Q. What Issues Would Mediation Resolve?
A. Mediation is suitable for almost all family law issues including but not limited to:
Child/spousal support (ongoing and retroactive)
Determination of income
Division of assets/equalization/valuation
Sale of property/reimbursement for sole payment of joint expenses
Q. What is the Cost of Mediation?
A. The parties may share the cost of mediation equally between them or arrive at an arrangement where one party pays a greater share of the cost. As a mediator I charge by the hour. Contact us to know more about fees.
Q. Who is an “Accredited Family Mediator?”
A. In Ontario, a mediator isn’t required to obtain an accreditation. However, an Accredited Mediator has been suitably trained in mediation theory and practice and is insured in accordance with the laws of Ontario. They also have complied with the province’s requirement to complete a lengthy and supervised internship with a senior and experienced mediator to ensure they are properly qualified. They are bound by Standards of Practice and ethical requirements and regularly upgrade their knowledge and skillset each year. Non-accredited mediators are more restricted in their practice and not permitted to work with some organizations. Credentials are important, an Accredited Mediator ensures that he or she has the requisite knowledge and ethical practices to properly mediate your family matter.
Q. Who Gets to Decide to Mediate?
A. It’s a joint decision. Both you and your former partner must decide to mediate. It’s well known that separating couples often don’t see eye to eye and are sometimes at each other’s throats. It’s also not uncommon for there to be a high degree of animosity with neither party wanting to “give” the other anything more, but whether you like it or not, many joint decisions will have to be made in order to finalize the relationship, especially with respect to property and children. Deciding to mediate is the first smart joint decision made by separating parties and puts them well on the road to obtaining a fair and reasonable agreement.
Q. We’ve Decided to Mediate – What Next?
A. The parties are required to sign an agreement to mediate which outlines the specifics of the process and respective requirements. They will decide to have either an open or closed mediation and the degree of documentary disclosure. Most parties choose closed mediation as it’s private and confidential. This means that neither party or the mediator may give evidence in a legal proceeding about what was said during the mediation. Open mediation is neither without prejudice nor confidential. It’s understood that either party or the mediator may give evidence in a legal proceeding about what was said in the mediation.
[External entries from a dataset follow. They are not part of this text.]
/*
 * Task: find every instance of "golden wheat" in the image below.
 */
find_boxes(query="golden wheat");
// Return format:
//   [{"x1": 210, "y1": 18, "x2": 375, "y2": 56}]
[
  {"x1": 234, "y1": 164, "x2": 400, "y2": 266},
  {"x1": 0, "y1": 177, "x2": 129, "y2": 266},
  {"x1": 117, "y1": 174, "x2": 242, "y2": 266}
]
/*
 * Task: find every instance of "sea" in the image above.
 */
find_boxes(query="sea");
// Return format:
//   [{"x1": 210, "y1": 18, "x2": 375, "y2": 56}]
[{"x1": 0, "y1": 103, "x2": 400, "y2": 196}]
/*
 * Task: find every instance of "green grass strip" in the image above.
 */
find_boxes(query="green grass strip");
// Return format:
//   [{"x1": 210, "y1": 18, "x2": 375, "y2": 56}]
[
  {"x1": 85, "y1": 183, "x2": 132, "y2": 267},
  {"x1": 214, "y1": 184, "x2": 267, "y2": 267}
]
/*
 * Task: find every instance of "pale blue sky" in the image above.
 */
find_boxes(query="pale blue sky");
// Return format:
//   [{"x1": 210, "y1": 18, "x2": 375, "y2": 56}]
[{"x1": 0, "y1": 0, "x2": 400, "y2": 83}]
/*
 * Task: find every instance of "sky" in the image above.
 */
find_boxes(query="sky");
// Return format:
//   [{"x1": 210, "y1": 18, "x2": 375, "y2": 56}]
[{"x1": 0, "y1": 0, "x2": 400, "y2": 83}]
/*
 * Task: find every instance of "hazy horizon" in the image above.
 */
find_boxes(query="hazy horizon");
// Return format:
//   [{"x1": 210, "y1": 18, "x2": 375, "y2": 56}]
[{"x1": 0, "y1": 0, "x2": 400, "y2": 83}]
In most cases each party will be required to provide at least a financial statement and potentially other documentation to ensure discussions are open and canvass all the issues properly. Once an agreement is reached, the mediator may draft a mediation agreement based on your discussions. I always recommend that each party have the mediation agreement reviewed by a qualified family lawyer and drafted into a legally binding separation agreement. Your respective lawyers may attend the mediation but it’s not required, nor are the parties required to have a lawyer other than to obtain independent legal advice after the mediation agreement has been reached thus saving cost. Your mediation agreement isn’t binding until it is transcribed into a duly executed a separation agreement. After which, the parties can choose to file it with the court, however, that isn’t necessary. So long as the agreement is duly executed, the terms are legally binding and enforceable.
Successful mediation requires that both spouses be willing to make concessions on the issues being discussed. However, unlike trial, which a number judges will tell you is a lose-lose situation irrespective of the result – mediation is designed to be a win-win situation based on integrative compromise tailored to each party’s primary needs and concerns. There’s a lot of choice and flexibility involved when arriving at an agreement. The process isn’t adversarial, it’s an organized collaborative process focused on mutual interests.